This survey pulls together descriptions of single-agent and multi-agent systems that try to handle complex goals through reasoning, planning, and tool use. It flags patterns in leadership roles within teams of agents, styles of communication between them, and the sequence of planning, execution, and reflection steps that seem to matter for getting work done. The authors also note some design divergences and their effects on performance. That is the core of what the paper offers: a compiled set of observations rather than any new architecture or test results. It does organize scattered recent implementations into a few readable categories, which can give a newcomer a faster way to see the main options without reading every new arXiv post. The focus stays practical, on how choices affect goal completion, and that matches what many people building these systems actually care about. The main gap is the absence of any documented way the authors picked which systems to cover. There is no search protocol, no list of sources or keywords, no date range, and no inclusion rules. Without that, it is difficult to know whether the highlighted themes reflect the broader landscape or just the subset the authors happened to look at. The comments on capabilities and limitations stay high-level too, with little direct comparison to specific results from the cited papers. This kind of overview is mainly useful for readers who are new to agent design and want a starting map before they dive into the primary literature. People already working in the area will probably find the patterns familiar. The paper shows clear engagement with the existing work and tries to draw practical lessons, so it is coherent on its own terms. I would send it to peer review, but only after asking the authors to add a clear methods section on paper selection and to ground their observations in more concrete examples from the reviewed systems.

Referee Report

1 major / 1 minor

Summary.
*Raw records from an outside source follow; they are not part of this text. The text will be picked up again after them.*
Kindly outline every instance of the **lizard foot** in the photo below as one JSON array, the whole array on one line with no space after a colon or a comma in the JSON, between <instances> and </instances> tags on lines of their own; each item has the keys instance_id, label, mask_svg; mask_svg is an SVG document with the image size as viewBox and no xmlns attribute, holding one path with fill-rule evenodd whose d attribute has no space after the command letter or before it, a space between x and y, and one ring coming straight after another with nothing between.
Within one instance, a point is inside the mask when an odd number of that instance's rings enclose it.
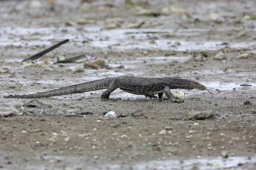
<instances>
[{"instance_id":1,"label":"lizard foot","mask_svg":"<svg viewBox=\"0 0 256 170\"><path fill-rule=\"evenodd\" d=\"M101 99L102 101L108 101L108 100L110 100L109 99L109 98L103 98L103 97L101 97L100 99Z\"/></svg>"},{"instance_id":2,"label":"lizard foot","mask_svg":"<svg viewBox=\"0 0 256 170\"><path fill-rule=\"evenodd\" d=\"M153 97L154 99L157 99L157 97L155 96L152 95L152 96L145 96L146 97L150 97L150 99L152 99Z\"/></svg>"}]
</instances>

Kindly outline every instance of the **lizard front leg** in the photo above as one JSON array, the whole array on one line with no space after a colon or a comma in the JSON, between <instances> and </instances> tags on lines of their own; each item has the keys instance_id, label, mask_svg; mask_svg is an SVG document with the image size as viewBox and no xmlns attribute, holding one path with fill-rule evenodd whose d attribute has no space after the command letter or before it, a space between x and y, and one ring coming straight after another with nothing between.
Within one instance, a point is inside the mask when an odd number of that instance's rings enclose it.
<instances>
[{"instance_id":1,"label":"lizard front leg","mask_svg":"<svg viewBox=\"0 0 256 170\"><path fill-rule=\"evenodd\" d=\"M102 100L108 100L109 98L109 95L110 95L110 94L117 88L118 88L117 81L114 80L111 83L110 83L110 85L109 85L109 86L108 86L108 88L102 93L100 98Z\"/></svg>"},{"instance_id":2,"label":"lizard front leg","mask_svg":"<svg viewBox=\"0 0 256 170\"><path fill-rule=\"evenodd\" d=\"M163 96L163 93L160 93L158 94L158 99L160 100L164 100L164 98Z\"/></svg>"},{"instance_id":3,"label":"lizard front leg","mask_svg":"<svg viewBox=\"0 0 256 170\"><path fill-rule=\"evenodd\" d=\"M170 91L171 89L169 86L166 86L164 88L164 93L170 101L172 102L184 102L184 100L182 100L178 98L177 99L175 99Z\"/></svg>"}]
</instances>

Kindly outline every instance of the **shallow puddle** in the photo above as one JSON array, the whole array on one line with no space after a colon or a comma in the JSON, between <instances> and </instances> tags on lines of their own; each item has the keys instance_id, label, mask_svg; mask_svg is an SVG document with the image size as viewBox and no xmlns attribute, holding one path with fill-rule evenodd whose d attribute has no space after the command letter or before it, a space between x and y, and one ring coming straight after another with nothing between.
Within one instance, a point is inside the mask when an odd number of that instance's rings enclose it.
<instances>
[{"instance_id":1,"label":"shallow puddle","mask_svg":"<svg viewBox=\"0 0 256 170\"><path fill-rule=\"evenodd\" d=\"M230 30L234 28L230 28ZM216 41L189 41L179 37L163 39L163 36L168 32L175 31L178 36L196 35L209 31L207 29L186 29L184 30L157 30L140 29L115 29L101 30L99 27L82 28L81 27L55 28L1 28L0 46L13 45L32 46L35 45L50 45L54 44L51 41L70 39L73 45L82 46L82 42L89 40L90 45L94 47L106 48L111 47L112 50L130 50L133 49L157 48L160 50L215 50L223 48L220 45L222 42ZM227 30L219 28L215 30L220 32ZM115 35L113 36L113 35ZM157 36L159 40L154 43L150 43L149 37ZM180 45L175 45L178 42ZM229 42L231 48L247 48L256 45L256 42ZM88 43L87 44L88 44ZM116 45L118 44L118 45Z\"/></svg>"},{"instance_id":2,"label":"shallow puddle","mask_svg":"<svg viewBox=\"0 0 256 170\"><path fill-rule=\"evenodd\" d=\"M85 166L82 163L76 161L75 157L64 157L58 156L44 156L44 159L51 162L57 160L64 162L69 162L74 161L76 167L83 167ZM67 162L68 163L68 162ZM236 170L244 169L243 164L247 164L247 167L253 167L253 164L256 163L256 157L251 158L245 157L233 156L227 159L223 159L219 156L218 157L199 158L195 159L185 159L181 162L179 160L169 159L161 161L151 161L147 162L141 162L131 165L128 163L127 164L109 164L102 165L98 165L96 168L94 167L90 167L90 169L109 169L120 170L128 169L132 167L136 170L191 170L196 167L198 170L218 170L228 168L228 169L235 169Z\"/></svg>"}]
</instances>

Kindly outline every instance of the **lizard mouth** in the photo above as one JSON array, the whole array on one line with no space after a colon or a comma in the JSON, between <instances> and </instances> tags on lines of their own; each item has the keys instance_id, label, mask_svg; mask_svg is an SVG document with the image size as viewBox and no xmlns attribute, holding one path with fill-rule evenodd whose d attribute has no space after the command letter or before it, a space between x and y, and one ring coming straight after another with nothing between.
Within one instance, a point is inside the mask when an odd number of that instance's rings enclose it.
<instances>
[{"instance_id":1,"label":"lizard mouth","mask_svg":"<svg viewBox=\"0 0 256 170\"><path fill-rule=\"evenodd\" d=\"M210 92L210 91L209 91L209 90L208 89L207 89L207 88L206 88L205 90L207 91L208 91L208 92L209 92L210 93L210 94L211 94L211 95L212 95L212 93L211 93Z\"/></svg>"}]
</instances>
This survey examines recent advancements in AI agent implementations, with a focus on their capabilities for complex goals involving reasoning, planning, and tool execution. It provides overviews of single-agent and multi-agent architectures, identifies patterns and divergences in design choices, evaluates their impact on goal accomplishment, and outlines key themes for selecting agentic architectures, the impact of leadership, agent communication styles, and phases for planning, execution, and reflection.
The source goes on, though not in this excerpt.